Services such as Skype, Snapchat and WhatsApp have been banned in the Kingdom since 2013, but with oil prices plummeting, the country needs to find other revenue streams.
Internet services are expected to be a core pillar of this strategy, with the country’s Communications and Information Technology Commission saying “digital transformation is one of the key kick-starters for the Saudi economy, as it will incentivise the growth of internet-based businesses, especially in the media and entertainment industries.”
The Commission added: “Access to VoIP (voice over internet protocol) will reduce operational costs and spur digital entrepreneurship – that’s why it is such an important step in the Kingdom’s internet regulation.”
Any internet content related to gambling, pornography or religious extremism will continue to be heavily restricted by the authorities.
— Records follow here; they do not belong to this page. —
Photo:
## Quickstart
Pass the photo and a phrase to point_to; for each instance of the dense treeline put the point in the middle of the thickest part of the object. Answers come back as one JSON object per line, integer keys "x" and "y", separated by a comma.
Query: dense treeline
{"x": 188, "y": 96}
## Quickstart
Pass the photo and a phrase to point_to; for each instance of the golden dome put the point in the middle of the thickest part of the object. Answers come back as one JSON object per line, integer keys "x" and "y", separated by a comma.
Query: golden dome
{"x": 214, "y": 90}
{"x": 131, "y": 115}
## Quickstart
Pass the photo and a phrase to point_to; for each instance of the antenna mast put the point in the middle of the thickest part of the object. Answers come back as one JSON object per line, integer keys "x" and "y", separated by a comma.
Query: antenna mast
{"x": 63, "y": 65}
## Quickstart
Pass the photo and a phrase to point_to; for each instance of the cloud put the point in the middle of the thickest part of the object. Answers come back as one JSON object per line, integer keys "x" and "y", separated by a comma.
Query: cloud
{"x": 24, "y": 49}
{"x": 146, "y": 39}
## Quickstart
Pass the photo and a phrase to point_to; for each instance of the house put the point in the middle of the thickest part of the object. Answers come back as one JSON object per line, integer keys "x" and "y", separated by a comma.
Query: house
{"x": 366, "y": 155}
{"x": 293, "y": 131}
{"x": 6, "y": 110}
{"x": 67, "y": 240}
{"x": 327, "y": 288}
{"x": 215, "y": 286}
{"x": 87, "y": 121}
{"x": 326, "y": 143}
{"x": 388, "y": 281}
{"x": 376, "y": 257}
Revoking the ban will likely impact the revenues of the country’s mobile operators Mobily, STC and Zain, as they benefit hugely from the country’s millions of expatriates making international calls and texts. The operators could stand to lose as much as 6% to 7% in revenue, according to Saudi analyst firm NCB Capital.
However, NCB senior analyst Iyad Ghulam noted that increased demand for data could offset some of this loss. “This move is basically telling these companies: You have to move on. Stop protecting your voice segment and move on,” he said.